Texas has a part-time legislature, and inherent in any state with a part-time legislature is the potential for conflicts of interest.
Unless a legislator is personally wealthy, they must hold a job, which inevitably leads to their consideration of a bill that impacts their industry or company directly.
Texas ethics laws are lax and have loopholes. Legislators rarely recuse themselves on votes.
It is one thing for that to happen with one of 150 Texas House members or one of 31 Texas senators.
For governor, candidates should be held to a higher standard.
The contrast on ethics could not be more striking in the race for Texas governor.
Earlier this month, Dallas Morning News reporter Wayne Slater wrote about serious ethics questions surrounding gubernatorial candidate and State Sen. Wendy Davis (D-Fort Worth), in an exhaustive story with the headline: "As state senator, Davis voted on bills that aided clients."
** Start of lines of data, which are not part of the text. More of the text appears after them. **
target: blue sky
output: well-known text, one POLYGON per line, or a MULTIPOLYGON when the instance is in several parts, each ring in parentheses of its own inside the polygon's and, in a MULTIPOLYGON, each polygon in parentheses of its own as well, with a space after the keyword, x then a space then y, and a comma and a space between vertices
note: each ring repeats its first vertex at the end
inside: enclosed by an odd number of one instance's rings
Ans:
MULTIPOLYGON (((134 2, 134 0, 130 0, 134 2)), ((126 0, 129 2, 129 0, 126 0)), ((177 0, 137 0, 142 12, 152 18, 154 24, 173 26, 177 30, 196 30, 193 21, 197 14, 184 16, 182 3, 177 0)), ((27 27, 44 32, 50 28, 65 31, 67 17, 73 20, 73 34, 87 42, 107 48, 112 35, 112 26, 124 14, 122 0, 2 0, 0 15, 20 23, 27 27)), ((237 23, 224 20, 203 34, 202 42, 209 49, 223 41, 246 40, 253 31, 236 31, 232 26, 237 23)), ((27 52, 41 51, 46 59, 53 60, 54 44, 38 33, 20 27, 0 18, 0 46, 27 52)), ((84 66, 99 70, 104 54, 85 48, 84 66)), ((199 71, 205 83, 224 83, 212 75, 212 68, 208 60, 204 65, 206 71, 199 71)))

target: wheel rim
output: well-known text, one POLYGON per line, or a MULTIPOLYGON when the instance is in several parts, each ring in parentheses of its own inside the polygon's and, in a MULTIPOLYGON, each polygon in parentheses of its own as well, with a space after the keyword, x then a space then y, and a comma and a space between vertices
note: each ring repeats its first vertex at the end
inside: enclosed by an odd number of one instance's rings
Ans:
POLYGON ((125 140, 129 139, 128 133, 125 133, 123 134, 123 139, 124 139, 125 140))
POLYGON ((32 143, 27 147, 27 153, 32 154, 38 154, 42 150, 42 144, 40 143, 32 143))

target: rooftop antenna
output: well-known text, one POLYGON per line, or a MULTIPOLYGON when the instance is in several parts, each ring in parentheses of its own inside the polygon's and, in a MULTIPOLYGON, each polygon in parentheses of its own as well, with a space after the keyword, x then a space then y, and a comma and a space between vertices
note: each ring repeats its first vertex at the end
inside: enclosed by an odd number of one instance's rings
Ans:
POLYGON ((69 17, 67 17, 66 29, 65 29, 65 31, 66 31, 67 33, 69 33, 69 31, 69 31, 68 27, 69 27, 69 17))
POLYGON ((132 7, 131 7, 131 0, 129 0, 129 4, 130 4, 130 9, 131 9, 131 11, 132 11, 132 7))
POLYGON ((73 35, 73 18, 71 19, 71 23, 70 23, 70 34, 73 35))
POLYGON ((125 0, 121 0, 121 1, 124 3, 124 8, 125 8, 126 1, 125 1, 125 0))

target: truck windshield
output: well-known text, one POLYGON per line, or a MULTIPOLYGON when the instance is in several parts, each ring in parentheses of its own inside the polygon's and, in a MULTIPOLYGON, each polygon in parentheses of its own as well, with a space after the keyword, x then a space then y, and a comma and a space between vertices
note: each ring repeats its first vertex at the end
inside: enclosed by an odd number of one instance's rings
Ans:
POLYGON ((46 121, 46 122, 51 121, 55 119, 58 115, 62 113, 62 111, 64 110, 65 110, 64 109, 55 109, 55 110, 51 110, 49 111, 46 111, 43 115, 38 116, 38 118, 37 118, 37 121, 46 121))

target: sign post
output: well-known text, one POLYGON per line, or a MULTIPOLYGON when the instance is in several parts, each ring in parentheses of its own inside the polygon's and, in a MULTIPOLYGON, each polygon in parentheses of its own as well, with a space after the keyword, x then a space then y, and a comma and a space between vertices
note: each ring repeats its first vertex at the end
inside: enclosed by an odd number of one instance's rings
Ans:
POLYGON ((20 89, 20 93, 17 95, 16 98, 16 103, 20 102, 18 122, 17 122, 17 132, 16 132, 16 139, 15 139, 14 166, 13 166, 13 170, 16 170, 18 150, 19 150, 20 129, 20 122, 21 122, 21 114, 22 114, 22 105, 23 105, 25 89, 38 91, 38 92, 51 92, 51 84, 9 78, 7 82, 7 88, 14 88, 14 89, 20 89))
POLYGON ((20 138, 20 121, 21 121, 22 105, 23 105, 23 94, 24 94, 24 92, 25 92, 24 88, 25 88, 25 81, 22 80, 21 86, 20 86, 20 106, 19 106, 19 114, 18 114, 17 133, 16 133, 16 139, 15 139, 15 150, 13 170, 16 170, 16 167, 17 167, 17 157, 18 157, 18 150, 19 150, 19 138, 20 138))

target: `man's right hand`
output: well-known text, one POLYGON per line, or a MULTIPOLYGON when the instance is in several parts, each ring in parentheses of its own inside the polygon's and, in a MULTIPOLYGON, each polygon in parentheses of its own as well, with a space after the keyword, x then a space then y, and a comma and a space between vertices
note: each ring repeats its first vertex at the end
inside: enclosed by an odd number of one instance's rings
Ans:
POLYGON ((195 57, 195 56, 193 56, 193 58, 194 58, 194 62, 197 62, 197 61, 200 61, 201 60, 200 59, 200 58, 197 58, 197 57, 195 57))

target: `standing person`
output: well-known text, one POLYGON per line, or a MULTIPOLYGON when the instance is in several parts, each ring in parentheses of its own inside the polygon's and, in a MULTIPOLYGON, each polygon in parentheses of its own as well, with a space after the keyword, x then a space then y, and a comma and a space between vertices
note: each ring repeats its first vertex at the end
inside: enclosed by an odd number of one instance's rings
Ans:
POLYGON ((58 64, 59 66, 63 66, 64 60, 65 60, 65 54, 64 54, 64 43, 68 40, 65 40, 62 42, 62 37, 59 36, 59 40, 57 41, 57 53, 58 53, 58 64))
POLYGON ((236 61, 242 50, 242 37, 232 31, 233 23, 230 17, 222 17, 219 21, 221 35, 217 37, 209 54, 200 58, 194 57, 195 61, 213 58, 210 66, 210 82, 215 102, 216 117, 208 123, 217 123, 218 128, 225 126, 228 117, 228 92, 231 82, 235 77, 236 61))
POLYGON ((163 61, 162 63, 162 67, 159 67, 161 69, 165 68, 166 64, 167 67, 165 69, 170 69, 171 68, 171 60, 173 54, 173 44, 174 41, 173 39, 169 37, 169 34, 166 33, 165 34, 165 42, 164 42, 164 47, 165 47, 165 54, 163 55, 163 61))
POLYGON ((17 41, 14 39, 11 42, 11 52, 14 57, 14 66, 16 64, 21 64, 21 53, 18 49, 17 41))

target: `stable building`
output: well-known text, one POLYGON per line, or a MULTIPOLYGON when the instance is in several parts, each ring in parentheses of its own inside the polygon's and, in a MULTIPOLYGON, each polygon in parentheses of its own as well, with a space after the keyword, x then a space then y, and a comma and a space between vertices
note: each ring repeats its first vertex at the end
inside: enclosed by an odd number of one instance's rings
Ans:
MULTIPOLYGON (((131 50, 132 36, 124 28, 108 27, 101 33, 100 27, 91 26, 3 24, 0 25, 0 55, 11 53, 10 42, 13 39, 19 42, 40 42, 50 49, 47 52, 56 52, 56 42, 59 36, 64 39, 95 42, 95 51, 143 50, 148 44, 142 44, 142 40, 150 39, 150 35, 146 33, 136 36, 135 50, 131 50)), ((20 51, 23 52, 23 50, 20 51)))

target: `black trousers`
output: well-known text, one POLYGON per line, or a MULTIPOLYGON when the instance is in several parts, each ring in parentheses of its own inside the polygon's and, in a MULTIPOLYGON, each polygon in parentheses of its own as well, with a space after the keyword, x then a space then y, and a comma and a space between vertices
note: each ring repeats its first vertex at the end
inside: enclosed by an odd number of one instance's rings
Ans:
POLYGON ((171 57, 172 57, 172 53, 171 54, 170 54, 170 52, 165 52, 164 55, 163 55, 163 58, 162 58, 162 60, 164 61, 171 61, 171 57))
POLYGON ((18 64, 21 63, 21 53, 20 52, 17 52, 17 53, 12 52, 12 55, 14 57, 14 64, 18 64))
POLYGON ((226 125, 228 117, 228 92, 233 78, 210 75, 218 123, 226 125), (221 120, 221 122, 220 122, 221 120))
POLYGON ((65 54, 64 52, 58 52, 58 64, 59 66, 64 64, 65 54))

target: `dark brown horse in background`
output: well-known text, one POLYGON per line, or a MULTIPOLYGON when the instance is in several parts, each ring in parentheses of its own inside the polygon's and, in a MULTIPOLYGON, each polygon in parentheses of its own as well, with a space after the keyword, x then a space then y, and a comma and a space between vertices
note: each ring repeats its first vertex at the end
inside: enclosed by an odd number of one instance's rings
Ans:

Slater reported that Davis opposed a North Texas Tollway Authority-backed bill to "give local tollway authorities right of first refusal to build toll projects" on April 6, 2009. Ten months later, she sought information from the Texas Department of Transportation for how minority-owned businesses seeking highway contracts could earn certification. Five days later, a Fort Worth-based law firm hired Davis. Twenty days later Davis opened a two-person law firm that met the criteria for a minority-owned business. Three months later, Sen. Davis wrote to the U.S. Secretary of Transportation seeking federal funds for the Chisholm Trail Parkway Project.
Guess which law firm was handling the project?
Nine months later, NTTA approved hiring Davis' two-person law firm for work on the same project about which she, as a state senator, had written the U.S. Secretary of Transportation.
On March 23, 2011, Sen. Davis dropped her version of a bill to cap fees charged to drivers with unpaid tolls, choosing instead to support a bill from Sen. Jane Nelson (R-Flower Mound) that NTTA supported. As the Dallas Morning News reported, "the bill sets the fees regimen that would be the starting point that law firms subsequently hired by NTTA would use to seek settlements." In May she would vote for the bill, which the governor would sign into law.
On March 29, 2011, Sen. Davis voted for a bill supported by NTTA to give "local tollway authorities right of first refusal to build toll projects." She voted against a similar bill just two years earlier.
By May 2011, the Newby Davis law firm was billing NTTA for work on the same project about which she'd written the U.S. Secretary of Transportation less than a year before.